Cross modal distillation for supervision transfer

Published in 2016 CVPR


  • Most transfer learning happens within the same image modality.
  • Modality like RGB images have millions of labeled data, whereas modality like depth images contain large amounts of unlabeled data but much fewer labeled images, which could not support direct finetuning.


  • Supervision transfer through high quality image representations from labeled images of one modality to completely unlabeled images of a new modality.


  • Build image pairs that contain one image from the labeled dataset and the other from the unlabeled dataset.
  • When training the network, build constraints that the learned representations for images of unlabeled dataset matches the learned representations for the corresponding images of labeled dataset for chosen and fixed layers (minimize L2 loss).

Experimental details

  • In the article, supervision transfer was only applied to the features of the last convolutional layer pool5.
  • When the features from the two networks (one for each modality) have different resolutions, adjust padding to make them the same.
  • An adaptation layer was added to the features from the unlabeled dataset (1x1 conv + ReLU) before the calculation of L2 loss.
  • A scaling layer was included to make the average norm of the respective features comparable.


  • NYUD2 dataset (object detection)
    • Supervision transfer is working (compare 1C to 1A and 1B)
    • Supervision transfer cheme transfers good representations (compare 2B to 2A & compare 2C to 2B)
    • The learned representation from the depth images is complementary to that learned from the RGB images (compare 3C to 3A) (average the results from the two modalities)
    • The intermediate layer representations also carry useful information.
    • The layers to be supervision transfered is important.
    • Feasibility to be applied to zero-shot detection on depth images.
    • Achieved state-of-the-art results on the dataset.
  • JHMDB dataset (action detection)
    • Similar improvements were achieved.

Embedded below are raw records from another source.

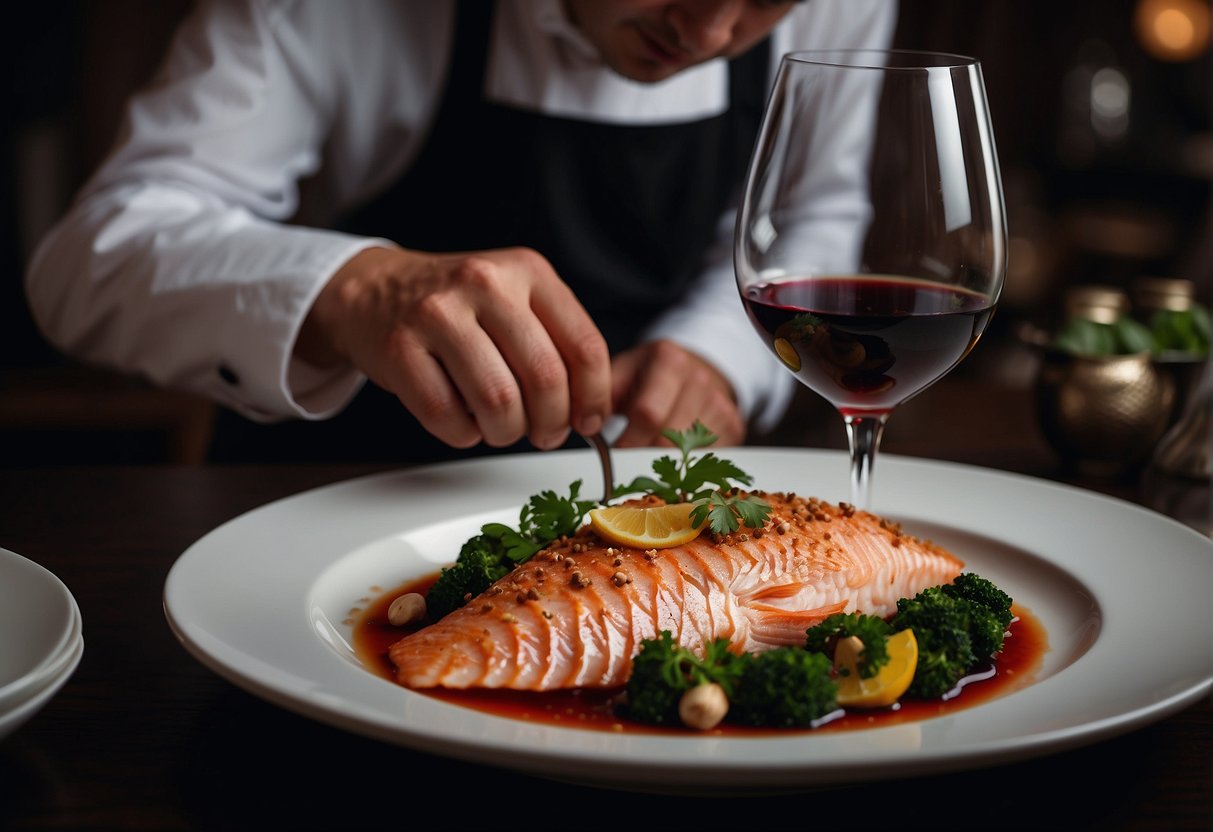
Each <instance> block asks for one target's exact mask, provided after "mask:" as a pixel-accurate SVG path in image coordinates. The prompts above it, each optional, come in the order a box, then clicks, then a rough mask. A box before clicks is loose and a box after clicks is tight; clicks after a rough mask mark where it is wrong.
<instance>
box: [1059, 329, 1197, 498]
mask: <svg viewBox="0 0 1213 832" xmlns="http://www.w3.org/2000/svg"><path fill="white" fill-rule="evenodd" d="M1174 397H1175V386H1174V381H1173V378H1172V377H1171V376H1169V375H1168V374H1166V372H1163V371H1161V370H1160V369H1158V367H1157V366H1156V365H1155V363H1154V361H1152V360H1151V357H1150V354H1149V353H1138V354H1133V355H1075V354H1071V353H1067V352H1064V351H1059V349H1052V348H1046V349H1044V351H1043V352H1042V355H1041V365H1040V370H1038V372H1037V378H1036V409H1037V416H1038V418H1040V424H1041V432H1042V433H1043V434H1044V438H1046V440H1047V441H1048V443H1049V445H1050V446H1052V448H1053V450H1054V451H1055V452H1057V455H1058V457H1059V460H1060V461H1061V463H1063V466H1064V467H1067V468H1077V469H1080V471H1083V472H1084V473H1089V474H1094V475H1118V474H1124V473H1128V472H1133V471H1137V469H1138V468H1139V467H1140V466H1141V465H1143V463H1144V462H1145V461H1146V460H1147V458H1149V456H1150V454H1151V451H1152V450H1154V448H1155V445H1156V443H1157V441H1158V439H1160V438H1161V437H1162V434H1163V433H1164V432H1166V429H1167V427H1168V423H1169V421H1171V414H1172V411H1173V408H1174Z"/></svg>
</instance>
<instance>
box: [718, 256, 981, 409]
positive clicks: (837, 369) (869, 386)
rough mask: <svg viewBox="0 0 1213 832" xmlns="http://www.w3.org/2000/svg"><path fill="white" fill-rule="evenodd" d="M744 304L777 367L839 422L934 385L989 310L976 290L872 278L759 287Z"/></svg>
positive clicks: (827, 279)
mask: <svg viewBox="0 0 1213 832" xmlns="http://www.w3.org/2000/svg"><path fill="white" fill-rule="evenodd" d="M742 302H744V303H745V307H746V313H747V314H748V315H750V320H751V321H752V323H753V325H754V327H756V329H757V330H758V332H759V334H761V335H762V336H763V337H764V341H765V343H767V346H768V347H769V348H770V349H771V352H773V353H775V355H776V357H779V359H780V361H782V363H784V365H785V366H786V367H787V369H788V370H791V371H792V372H795V374H796V376H797V377H798V378H799V380H801V381H802V382H803V383H804V384H805V386H807V387H809V389H811V391H815V392H816V393H818V394H820V395H821V397H824V398H825V399H826V400H827V401H830V403H831V404H832V405H833V406H835V408H836V409H837V410H838V411H839V412H841V414H842V415H843V416H884V415H887V414H889V412H890V411H892V410H893V409H894V408H896V406H898V405H900V404H901V403H902V401H905V400H906V399H909V398H911V397H912V395H915V394H916V393H919V392H922V391H923V389H926V388H927V387H929V386H930V384H933V383H934V382H936V381H938V380H939V378H941V377H943V376H945V375H946V374H947V372H949V371H950V370H951V369H952V367H955V366H956V365H957V364H958V363H959V361H961V360H963V359H964V357H966V355H968V353H969V351H970V349H973V346H974V344H975V343H976V342H978V338H979V337H981V334H983V332H984V331H985V327H986V325H987V324H989V323H990V319H991V317H992V315H993V309H995V304H993V303H992V302H991V301H990V298H989V297H986V296H985V295H983V294H980V292H974V291H969V290H966V289H963V287H959V286H955V285H949V284H941V283H933V281H929V280H921V279H915V278H905V277H896V275H877V274H865V275H838V277H833V275H830V277H813V278H793V279H785V280H780V281H779V283H758V284H753V285H750V286H746V287H745V290H744V292H742Z"/></svg>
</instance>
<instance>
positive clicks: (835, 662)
mask: <svg viewBox="0 0 1213 832" xmlns="http://www.w3.org/2000/svg"><path fill="white" fill-rule="evenodd" d="M887 646H888V651H889V661H888V663H887V665H885V666H884V667H882V668H881V669H879V671H878V672H877V674H876V676H873V677H872V678H870V679H861V678H859V667H858V662H859V654H860V653H862V650H864V643H862V642H860V640H859V639H858V638H854V637H852V638H847V639H842V640H841V642H838V648H837V650H836V651H835V667H836V668H838V669H839V671H844V672H839V674H838V679H837V682H838V705H841V706H843V707H844V708H848V707H849V708H882V707H888V706H889V705H893V703H894V702H896V701H898V700H899V699H901V694H904V693H906V689H907V688H909V686H910V683H911V682H913V672H915V668H916V667H917V666H918V640H917V639H916V638H915V637H913V631H912V629H902V631H900V632H898V633H894V634H893V636H889V639H888V642H887Z"/></svg>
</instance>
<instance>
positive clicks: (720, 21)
mask: <svg viewBox="0 0 1213 832" xmlns="http://www.w3.org/2000/svg"><path fill="white" fill-rule="evenodd" d="M564 2H565V8H566V10H568V13H569V18H570V19H571V21H573V23H574V24H575V25H576V27H577V28H579V29H580V30H581V33H582V34H583V35H585V36H586V39H587V40H590V42H592V44H593V45H594V46H596V47H598V51H599V52H600V53H602V56H603V61H604V62H605V63H607V65H609V67H610V68H611V69H614V70H615V72H617V73H619V74H620V75H623V76H625V78H630V79H632V80H633V81H644V82H653V81H661V80H665V79H667V78H670V76H671V75H673V74H674V73H678V72H682V70H683V69H687V68H688V67H693V65H695V64H696V63H702V62H705V61H710V59H712V58H717V57H724V58H731V57H734V56H738V55H741V53H742V52H745V51H746V50H748V49H750V47H751V46H753V45H754V44H757V42H758V41H761V40H762V39H763V38H765V36H767V34H768V33H769V32H770V30H771V28H773V27H774V25H775V24H776V23H779V21H780V19H782V17H784V16H785V15H786V13H787V12H788V11H790V10H791V7H792V6H793V5H795V0H674V1H671V0H564Z"/></svg>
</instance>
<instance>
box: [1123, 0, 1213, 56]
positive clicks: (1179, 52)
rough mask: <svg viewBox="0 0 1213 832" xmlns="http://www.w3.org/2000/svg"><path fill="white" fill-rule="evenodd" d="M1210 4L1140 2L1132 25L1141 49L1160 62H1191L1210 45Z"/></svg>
mask: <svg viewBox="0 0 1213 832" xmlns="http://www.w3.org/2000/svg"><path fill="white" fill-rule="evenodd" d="M1209 17H1211V15H1209V4H1208V2H1207V1H1202V0H1141V1H1140V2H1139V4H1138V7H1137V15H1135V18H1134V25H1135V29H1137V35H1138V40H1139V41H1141V46H1143V47H1144V49H1145V51H1146V52H1149V53H1150V55H1151V56H1154V57H1155V58H1158V59H1160V61H1190V59H1192V58H1195V57H1196V56H1198V55H1201V53H1202V52H1205V50H1206V49H1208V44H1209Z"/></svg>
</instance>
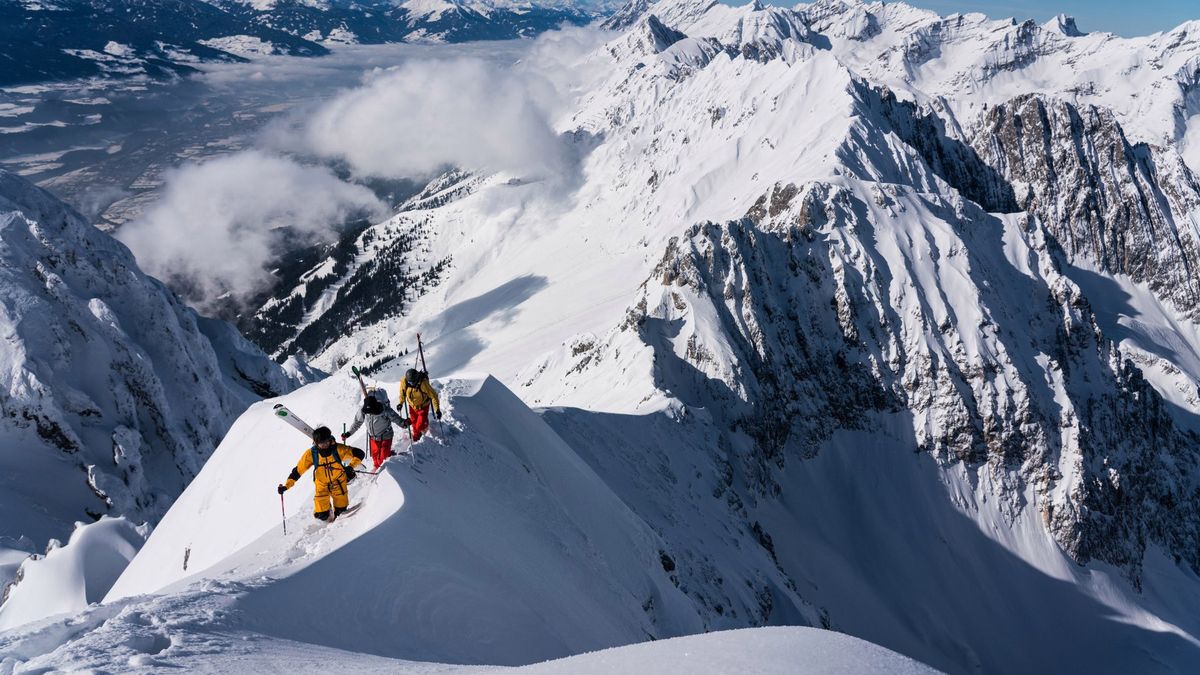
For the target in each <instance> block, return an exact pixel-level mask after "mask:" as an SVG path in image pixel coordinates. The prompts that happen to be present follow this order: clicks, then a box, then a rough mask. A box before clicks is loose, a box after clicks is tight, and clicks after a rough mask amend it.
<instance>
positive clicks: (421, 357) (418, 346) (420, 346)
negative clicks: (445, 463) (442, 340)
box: [416, 333, 443, 436]
mask: <svg viewBox="0 0 1200 675" xmlns="http://www.w3.org/2000/svg"><path fill="white" fill-rule="evenodd" d="M416 353H418V354H420V356H421V370H422V371H425V378H426V380H428V378H430V366H427V365H425V346H424V345H421V334H420V333H418V334H416ZM430 387H431V390H432V387H433V384H430ZM430 408H431V410H430V412H431V413H432V412H434V411H433V410H432V408H433V406H430ZM437 412H438V413H440V412H442V408H438V410H437ZM433 422H436V423H437V424H438V436H442V435H443V430H442V420H440V419H438V417H437V416H434V417H433Z"/></svg>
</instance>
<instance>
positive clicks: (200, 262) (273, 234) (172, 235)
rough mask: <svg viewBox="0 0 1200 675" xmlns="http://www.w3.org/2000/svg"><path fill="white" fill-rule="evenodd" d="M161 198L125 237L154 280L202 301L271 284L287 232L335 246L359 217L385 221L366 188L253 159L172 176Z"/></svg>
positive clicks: (381, 214) (277, 157) (242, 291)
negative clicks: (370, 215) (270, 276)
mask: <svg viewBox="0 0 1200 675" xmlns="http://www.w3.org/2000/svg"><path fill="white" fill-rule="evenodd" d="M166 179H167V187H166V189H164V190H163V192H162V196H161V198H160V199H158V202H156V203H155V204H154V205H152V207H150V208H149V209H148V210H146V211H145V213H144V214H143V215H142V216H140V217H139V219H138V220H136V221H133V222H130V223H126V225H125V226H122V227H121V228H120V229H119V231H118V238H119V239H121V241H124V243H125V244H126V245H127V246H128V247H130V249H131V250H132V251H133V253H134V256H137V259H138V264H139V265H140V267H142V268H143V269H144V270H146V271H148V273H150V274H152V275H155V276H157V277H160V279H163V280H169V281H172V283H173V286H175V287H176V288H182V289H186V292H187V294H188V297H190V298H191V299H192V300H193V301H198V304H200V305H203V304H204V301H206V300H211V299H214V298H217V297H220V295H221V294H223V293H227V292H229V293H233V294H234V297H236V298H246V297H247V295H250V294H251V293H253V292H256V291H259V289H262V288H264V287H265V285H266V283H269V282H270V273H269V271H268V270H266V265H268V264H269V263H270V262H271V261H272V259H274V258H275V257H276V256H277V255H278V253H280V252H281V251H280V250H278V241H280V237H278V235H280V234H281V229H280V228H284V227H286V228H289V234H290V235H293V237H294V238H295V239H299V241H301V243H314V241H324V240H331V239H334V238H335V237H336V233H337V227H338V226H341V225H342V223H344V222H346V221H347V220H349V219H353V217H360V216H365V215H371V216H380V215H382V214H383V213H385V209H384V205H383V204H382V203H380V202H379V201H378V199H377V198H376V197H374V195H373V193H372V192H371V191H370V190H367V189H366V187H362V186H359V185H352V184H348V183H344V181H342V180H340V179H338V178H337V177H336V175H334V174H332V173H331V172H330V171H329V169H325V168H319V167H306V166H301V165H299V163H296V162H294V161H290V160H287V159H283V157H278V156H274V155H269V154H265V153H262V151H257V150H251V151H244V153H238V154H234V155H227V156H223V157H218V159H214V160H209V161H206V162H203V163H198V165H188V166H185V167H182V168H179V169H173V171H172V172H169V173H168V174H167V177H166Z"/></svg>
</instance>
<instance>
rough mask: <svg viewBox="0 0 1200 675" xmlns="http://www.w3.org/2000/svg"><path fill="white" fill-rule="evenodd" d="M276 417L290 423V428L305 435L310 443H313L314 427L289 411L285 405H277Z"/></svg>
mask: <svg viewBox="0 0 1200 675" xmlns="http://www.w3.org/2000/svg"><path fill="white" fill-rule="evenodd" d="M275 417H277V418H280V419H282V420H283V422H286V423H288V426H290V428H293V429H295V430H296V431H299V432H301V434H304V435H305V436H307V437H308V440H310V441H312V426H308V423H307V422H305V420H302V419H300V418H299V417H296V416H295V413H294V412H292V411H289V410H288V408H287V406H284V405H283V404H275Z"/></svg>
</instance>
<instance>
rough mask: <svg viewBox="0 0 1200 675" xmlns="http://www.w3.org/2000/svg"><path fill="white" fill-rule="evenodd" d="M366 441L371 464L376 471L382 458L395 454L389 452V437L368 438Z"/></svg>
mask: <svg viewBox="0 0 1200 675" xmlns="http://www.w3.org/2000/svg"><path fill="white" fill-rule="evenodd" d="M367 442H368V444H370V447H371V464H373V465H374V467H376V471H378V470H379V467H380V466H382V465H383V462H384V460H386V459H388V458H390V456H391V455H394V454H396V453H394V452H391V438H368V441H367Z"/></svg>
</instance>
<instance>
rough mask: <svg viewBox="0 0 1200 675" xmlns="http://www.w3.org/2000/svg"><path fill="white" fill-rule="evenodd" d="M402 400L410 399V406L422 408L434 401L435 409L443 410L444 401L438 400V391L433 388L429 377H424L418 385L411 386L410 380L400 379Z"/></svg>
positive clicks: (400, 397)
mask: <svg viewBox="0 0 1200 675" xmlns="http://www.w3.org/2000/svg"><path fill="white" fill-rule="evenodd" d="M400 400H402V401H408V407H410V408H416V410H421V408H424V407H425V406H427V405H430V401H432V402H433V410H436V411H438V412H442V402H440V401H438V393H437V392H434V390H433V386H431V384H430V378H428V377H422V378H421V383H420V384H419V386H416V387H409V386H408V380H407V378H404V380H401V381H400Z"/></svg>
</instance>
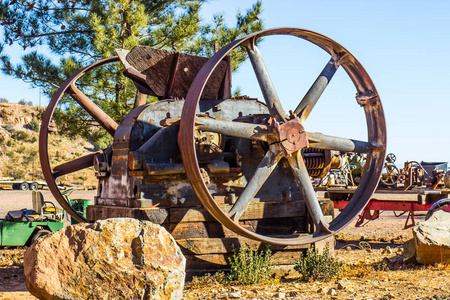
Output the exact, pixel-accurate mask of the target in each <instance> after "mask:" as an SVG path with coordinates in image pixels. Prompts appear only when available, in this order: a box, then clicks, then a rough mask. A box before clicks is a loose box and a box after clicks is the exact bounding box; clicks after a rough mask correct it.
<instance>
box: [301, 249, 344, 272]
mask: <svg viewBox="0 0 450 300" xmlns="http://www.w3.org/2000/svg"><path fill="white" fill-rule="evenodd" d="M343 267H344V264H343V263H342V262H341V261H339V260H337V259H334V258H333V257H331V255H330V252H329V249H328V244H327V246H326V247H325V249H324V250H323V251H322V253H319V251H318V250H317V249H315V248H313V247H311V248H309V249H308V250H307V251H306V256H303V253H301V254H300V258H299V259H298V260H297V261H296V262H295V266H294V269H295V270H296V271H297V272H299V273H300V275H302V279H303V280H317V279H322V280H327V279H331V278H333V277H335V276H337V275H338V274H339V273H340V272H341V271H342V268H343Z"/></svg>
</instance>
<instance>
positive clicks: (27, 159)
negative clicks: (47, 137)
mask: <svg viewBox="0 0 450 300" xmlns="http://www.w3.org/2000/svg"><path fill="white" fill-rule="evenodd" d="M43 112H44V109H43V108H37V107H32V106H25V105H20V104H15V103H0V178H1V177H13V178H14V179H24V180H44V177H43V175H42V171H41V165H40V161H39V146H38V139H39V129H40V118H41V116H42V114H43ZM48 147H49V156H50V158H49V159H50V165H51V166H52V167H55V166H57V165H59V164H62V163H64V162H68V161H71V160H73V159H75V158H78V157H80V156H82V155H85V154H87V153H89V152H91V151H93V146H92V144H90V143H89V142H87V141H86V140H84V139H81V138H77V139H69V138H67V137H65V136H63V135H61V134H59V133H58V131H56V132H54V133H51V134H50V135H49V143H48ZM58 183H59V184H66V185H74V186H77V185H78V186H80V187H83V186H85V187H89V186H95V185H96V180H95V174H94V170H93V169H92V168H90V169H85V170H82V171H79V172H76V173H72V174H69V175H66V176H62V177H61V178H58Z"/></svg>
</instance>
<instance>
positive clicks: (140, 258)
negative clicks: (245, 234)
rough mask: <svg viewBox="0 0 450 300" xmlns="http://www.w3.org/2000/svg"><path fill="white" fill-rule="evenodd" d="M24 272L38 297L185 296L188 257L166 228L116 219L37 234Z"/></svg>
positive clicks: (30, 288) (157, 296)
mask: <svg viewBox="0 0 450 300" xmlns="http://www.w3.org/2000/svg"><path fill="white" fill-rule="evenodd" d="M24 274H25V277H26V280H27V288H28V290H29V291H30V292H31V293H32V294H33V295H35V296H36V297H38V298H40V299H181V297H182V290H183V285H184V279H185V258H184V256H183V255H182V254H181V251H180V249H179V247H178V246H177V244H176V243H175V240H174V239H173V238H172V236H171V235H170V234H169V233H168V232H167V231H166V230H165V229H164V228H163V227H161V226H159V225H156V224H153V223H150V222H148V221H139V220H135V219H128V218H117V219H109V220H101V221H97V222H95V223H93V224H86V223H82V224H77V225H72V226H69V227H67V228H65V229H62V230H60V231H57V232H55V233H53V234H50V235H48V236H47V237H45V238H43V239H39V240H38V241H37V242H35V243H34V244H33V245H32V246H31V247H30V248H28V250H27V252H26V253H25V257H24Z"/></svg>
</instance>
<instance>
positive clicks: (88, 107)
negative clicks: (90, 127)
mask: <svg viewBox="0 0 450 300" xmlns="http://www.w3.org/2000/svg"><path fill="white" fill-rule="evenodd" d="M74 83H75V82H72V84H71V85H69V87H68V88H67V91H66V92H67V94H69V95H70V96H71V97H72V98H73V99H74V100H75V101H76V102H78V104H80V106H81V107H83V108H84V110H85V111H86V112H87V113H89V114H90V115H91V116H92V117H93V118H94V119H95V121H97V123H99V124H100V125H101V126H102V127H103V128H104V129H105V130H106V131H107V132H108V133H109V134H110V135H112V136H114V132H116V129H117V127H118V126H119V125H118V124H117V123H116V121H114V120H113V119H112V118H111V117H110V116H108V115H107V114H106V113H105V112H104V111H103V110H102V109H101V108H100V107H98V106H97V104H95V103H94V102H93V101H92V100H91V99H89V97H88V96H86V95H85V94H84V93H83V92H81V91H80V90H79V89H78V88H77V87H76V86H75V85H74Z"/></svg>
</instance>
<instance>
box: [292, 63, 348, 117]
mask: <svg viewBox="0 0 450 300" xmlns="http://www.w3.org/2000/svg"><path fill="white" fill-rule="evenodd" d="M338 67H339V65H338V64H337V63H336V61H335V60H334V58H333V57H331V58H330V60H329V61H328V63H327V65H326V66H325V68H324V69H323V70H322V72H321V73H320V75H319V76H318V77H317V79H316V81H315V82H314V83H313V85H312V86H311V87H310V89H309V90H308V92H307V93H306V95H305V96H304V97H303V99H302V101H301V102H300V103H299V104H298V106H297V108H296V109H295V110H294V113H295V114H296V115H297V116H299V118H300V123H301V124H303V123H304V122H305V120H306V119H307V118H308V116H309V114H310V113H311V111H312V110H313V108H314V106H315V105H316V103H317V101H318V100H319V98H320V96H321V95H322V93H323V91H325V88H326V87H327V85H328V83H329V82H330V80H331V78H333V75H334V73H336V71H337V69H338Z"/></svg>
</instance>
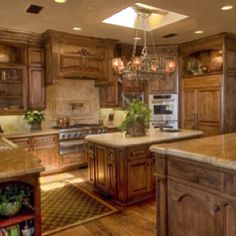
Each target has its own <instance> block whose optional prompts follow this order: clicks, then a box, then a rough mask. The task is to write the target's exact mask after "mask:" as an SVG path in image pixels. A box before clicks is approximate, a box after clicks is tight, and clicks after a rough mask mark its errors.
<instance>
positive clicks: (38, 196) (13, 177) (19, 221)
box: [0, 173, 42, 236]
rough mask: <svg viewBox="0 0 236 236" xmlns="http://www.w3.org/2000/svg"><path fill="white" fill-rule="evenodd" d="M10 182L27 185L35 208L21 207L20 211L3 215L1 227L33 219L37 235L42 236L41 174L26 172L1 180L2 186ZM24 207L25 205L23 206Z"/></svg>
mask: <svg viewBox="0 0 236 236" xmlns="http://www.w3.org/2000/svg"><path fill="white" fill-rule="evenodd" d="M10 184H16V185H21V186H27V189H29V191H30V192H31V194H32V202H31V203H30V204H32V205H33V207H34V210H29V209H21V211H20V213H18V214H16V215H14V216H11V217H7V218H3V217H2V216H1V219H0V228H7V227H9V226H13V225H17V224H25V222H27V221H29V220H30V221H32V222H33V225H34V228H35V232H34V235H35V236H41V235H42V230H41V204H40V187H39V174H38V173H35V174H28V175H27V174H25V175H22V176H14V177H10V178H3V179H1V180H0V188H1V187H2V186H7V185H10ZM22 208H24V207H22Z"/></svg>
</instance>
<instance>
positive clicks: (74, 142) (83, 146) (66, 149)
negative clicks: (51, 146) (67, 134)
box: [60, 139, 86, 155]
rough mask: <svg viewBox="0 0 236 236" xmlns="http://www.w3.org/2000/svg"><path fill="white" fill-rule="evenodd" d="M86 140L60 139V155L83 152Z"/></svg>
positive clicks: (84, 148) (83, 151) (80, 139)
mask: <svg viewBox="0 0 236 236" xmlns="http://www.w3.org/2000/svg"><path fill="white" fill-rule="evenodd" d="M85 150H86V142H85V141H84V139H79V140H68V141H60V155H66V154H71V153H79V152H84V151H85Z"/></svg>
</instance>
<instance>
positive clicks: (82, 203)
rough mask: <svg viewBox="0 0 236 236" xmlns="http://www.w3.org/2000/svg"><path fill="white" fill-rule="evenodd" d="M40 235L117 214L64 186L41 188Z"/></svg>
mask: <svg viewBox="0 0 236 236" xmlns="http://www.w3.org/2000/svg"><path fill="white" fill-rule="evenodd" d="M41 209H42V232H43V235H49V234H52V233H55V232H58V231H62V230H65V229H68V228H71V227H73V226H76V225H79V224H82V223H85V222H88V221H91V220H95V219H98V218H100V217H103V216H107V215H110V214H112V213H114V212H117V211H118V210H117V209H115V208H114V207H112V206H110V205H109V204H107V203H106V202H104V201H102V200H101V199H99V198H97V197H96V196H94V195H92V194H91V193H89V192H87V191H85V190H83V189H81V188H80V187H78V186H77V185H73V184H71V183H67V182H57V183H52V184H46V185H42V186H41Z"/></svg>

  • Supervision transfer was successfuly employed to multi-modal image analysis.
  • The supervision content used was the features directly, which could be improved.
  • The training procedure could be optimized (train with supervision transfer (from the first layer to the transfer layer) -> fix the trained parameters -> optimize the parameters of the subsequent layers with the specific task or just employ the parameters of the trained network on the labeled dataset).
  • Which layer or layers to transfer is important. The shallow layers should not be considered as they are domain specific.